Junge Pflegende schweigen oft über ihre Situation, sagt Agnes Leu, Leiterin des Forschungsprogramms Young Carers an der Fachhochschule Kalaidos in Zürich.

"Für mich ist es wie ein Tabu: Entweder verschweigen junge Leute das Thema, weil sie selber nicht wollen, dass alle davon wissen, oder die Person, die sie pflegen, will nicht, dass sie darüber reden", sagt Leu gegenüber swissinfo.ch.

Zum ersten Mal konnten Leu und ihr Team das Ausmass des Problems in der Schweiz beleuchten. Ihre landesweite Umfrage unter Kindern im Alter von 10 bis 15 Jahren an 230 Schweizer Schulen ergab, dass fast 8% der 4800 befragten Kinder Betreuungsaufgaben übernehmen.

Das Ergebnis überraschte sogar Leu. Basierend auf Forschungen in anderen Ländern ging Leu davon aus, dass die Zahl der betroffenen Kinder auch in der Schweiz 4-5% betragen würde.

In Grossbritannien, dem Land, das seit fast 30 Jahren führend in der Forschung über junge Pflegende ist, liegt der Anteil der unter 18-Jährigen bei 2-4%.

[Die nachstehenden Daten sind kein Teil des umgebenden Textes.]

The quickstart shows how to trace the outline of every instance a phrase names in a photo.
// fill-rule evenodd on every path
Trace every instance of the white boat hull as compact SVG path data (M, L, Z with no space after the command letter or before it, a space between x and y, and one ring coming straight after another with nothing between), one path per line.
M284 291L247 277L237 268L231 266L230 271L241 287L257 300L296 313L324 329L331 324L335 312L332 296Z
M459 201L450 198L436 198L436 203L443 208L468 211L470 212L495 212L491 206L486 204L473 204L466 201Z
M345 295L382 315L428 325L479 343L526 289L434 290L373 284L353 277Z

Überraschend war auch, dass es bei den 8% Betroffenen in der Schweiz keinen grossen geschlechtsspezifischen Unterschied gibt: Bei Mädchen waren es rund 9%, bei Jungen 6,6%. Ältere Pflegende sind meist weiblich, sagt Leu.

"Die Forschungsresultate zeigen, dass es bei jungen Menschen egal ist, ob Mädchen oder Jungen betroffen sind. Auffallend ist, dass bei Bedarf meistens das älteste Kind Pflegeaufgaben übernimmt", sagt die Professorin.

Reaktionen

Junge Pflegende stehen vor vielen Hindernissen, wie die Interviews im Rahmen der Studie zeigen. Giulia Brändli war 16 Jahre alt, als bei ihrer Mutter Krebs diagnostiziert wurde. Sie sagt, dass einige ihrer Freunde nicht verstanden hätten, warum sie mehr Zeit mit ihren Eltern verbringen musste.

Und wenn sie selber krank war, ging sie oft trotzdem ihre Mutter besuchen, anstatt sich selbst ins Bett zu legen. Brändli sagt auch, dass sie manchmal mehr Verständnis von Erwachsenen erhofft hätte.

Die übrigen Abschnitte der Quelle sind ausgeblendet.